- Born: 8 February 1924 Rangoon, Burma, British India
- Died: 7 May 2009 (aged 85)
- Resting place: Mortlake Cemetery
- Occupation: Naval historian
- Spouse: Daphne
- Writing career
- Genre: Naval History
- Notable works: British and Empire Warships of the Second World War

= Henry Trevor Lenton =

British naval historian (1924–2009)

Henry Trevor Lenton (8 February 1924 – 7 May 2009) was an English naval historian, specialising in the area of 20th-century naval history and warship design. He served in the Merchant Navy and the Royal Navy during World War II before becoming a journalist and author.

==Life==
Born in Rangoon, Burma in 1924, Lenton and his family returned to Britain in 1930. He joined the Merchant Navy at age 15 in 1939 and transferred to the Royal Navy Reserve in 1941 as a midshipman. Lenton was promoted to sub-lieutenant by the end of that year and he was a lieutenant aboard the light cruiser in 1944. That same year he volunteered for service in the Royal Indian Navy and was commanding the auxiliary patrol vessel Oostkapelle in 1945. He was a lieutenant commander when World War II ended and was discharged in 1947.

He returned to the Merchant Navy and eventually was rated as Master.
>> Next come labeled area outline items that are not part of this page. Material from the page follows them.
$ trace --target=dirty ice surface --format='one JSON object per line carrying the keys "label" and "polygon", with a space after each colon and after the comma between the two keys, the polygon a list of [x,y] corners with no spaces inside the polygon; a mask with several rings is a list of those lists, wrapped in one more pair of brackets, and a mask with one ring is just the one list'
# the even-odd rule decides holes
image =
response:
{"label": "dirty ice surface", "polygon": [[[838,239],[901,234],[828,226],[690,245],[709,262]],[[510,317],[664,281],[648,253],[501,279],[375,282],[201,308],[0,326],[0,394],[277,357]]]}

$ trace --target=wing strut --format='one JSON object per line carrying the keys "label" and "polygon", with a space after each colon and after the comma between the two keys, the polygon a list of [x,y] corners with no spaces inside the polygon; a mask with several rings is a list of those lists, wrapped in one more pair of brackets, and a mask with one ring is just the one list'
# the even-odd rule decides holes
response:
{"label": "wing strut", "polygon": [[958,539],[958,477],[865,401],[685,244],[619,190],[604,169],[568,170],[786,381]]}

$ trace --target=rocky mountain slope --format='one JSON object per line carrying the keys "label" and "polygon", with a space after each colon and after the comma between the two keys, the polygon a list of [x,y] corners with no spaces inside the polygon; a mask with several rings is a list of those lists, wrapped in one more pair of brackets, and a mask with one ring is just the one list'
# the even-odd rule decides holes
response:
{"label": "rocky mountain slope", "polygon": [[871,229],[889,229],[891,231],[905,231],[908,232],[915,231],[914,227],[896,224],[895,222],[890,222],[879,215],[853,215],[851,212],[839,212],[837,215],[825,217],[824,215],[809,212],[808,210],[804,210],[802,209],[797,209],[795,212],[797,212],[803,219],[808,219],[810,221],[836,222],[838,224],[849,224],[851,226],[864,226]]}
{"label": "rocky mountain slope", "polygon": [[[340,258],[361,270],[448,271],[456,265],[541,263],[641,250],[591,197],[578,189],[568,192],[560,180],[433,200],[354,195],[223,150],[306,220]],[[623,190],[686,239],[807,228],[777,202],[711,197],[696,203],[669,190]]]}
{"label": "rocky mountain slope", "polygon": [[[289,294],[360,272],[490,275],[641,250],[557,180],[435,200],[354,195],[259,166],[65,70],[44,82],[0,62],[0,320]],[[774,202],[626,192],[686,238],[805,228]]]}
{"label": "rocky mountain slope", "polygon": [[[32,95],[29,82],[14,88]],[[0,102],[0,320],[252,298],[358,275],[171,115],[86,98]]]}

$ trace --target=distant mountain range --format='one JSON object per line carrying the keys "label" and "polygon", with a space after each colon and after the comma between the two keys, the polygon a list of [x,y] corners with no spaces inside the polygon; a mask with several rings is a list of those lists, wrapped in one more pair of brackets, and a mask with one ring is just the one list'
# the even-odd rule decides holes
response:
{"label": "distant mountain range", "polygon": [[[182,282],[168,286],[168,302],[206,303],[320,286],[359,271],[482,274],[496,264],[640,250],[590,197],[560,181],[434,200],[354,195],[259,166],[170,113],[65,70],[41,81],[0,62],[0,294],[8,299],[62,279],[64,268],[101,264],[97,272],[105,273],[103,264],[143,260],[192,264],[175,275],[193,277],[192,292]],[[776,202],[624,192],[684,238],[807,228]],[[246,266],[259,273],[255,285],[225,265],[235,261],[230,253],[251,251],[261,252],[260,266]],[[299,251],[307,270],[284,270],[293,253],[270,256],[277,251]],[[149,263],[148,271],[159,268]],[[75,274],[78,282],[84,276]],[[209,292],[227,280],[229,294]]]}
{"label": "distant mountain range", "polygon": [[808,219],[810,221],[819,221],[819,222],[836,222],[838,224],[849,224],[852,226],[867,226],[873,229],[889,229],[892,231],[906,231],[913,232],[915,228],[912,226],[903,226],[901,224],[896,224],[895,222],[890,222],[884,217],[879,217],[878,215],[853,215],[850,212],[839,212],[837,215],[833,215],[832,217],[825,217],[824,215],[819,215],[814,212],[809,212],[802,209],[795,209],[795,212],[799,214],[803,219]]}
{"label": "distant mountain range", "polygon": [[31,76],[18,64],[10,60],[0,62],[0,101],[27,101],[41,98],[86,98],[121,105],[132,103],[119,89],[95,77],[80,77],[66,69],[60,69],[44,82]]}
Lenton joined the journal Shipbuilding and Shipping Record in 1960 and began writing books and articles. He launched Naval Record Magazine in 1963 which became the leading publication on current naval production at that time. Lenton published his famous "Construction Tables" which were widely sought after each month. The Duke of Edinburgh was a subscriber to the magazine. His life's work led to his magnum opus British and Empire Warships of the Second World War (1998), published by Greenhill Books, which followed on from a series of books on the American, German and Royal Navies of World War II.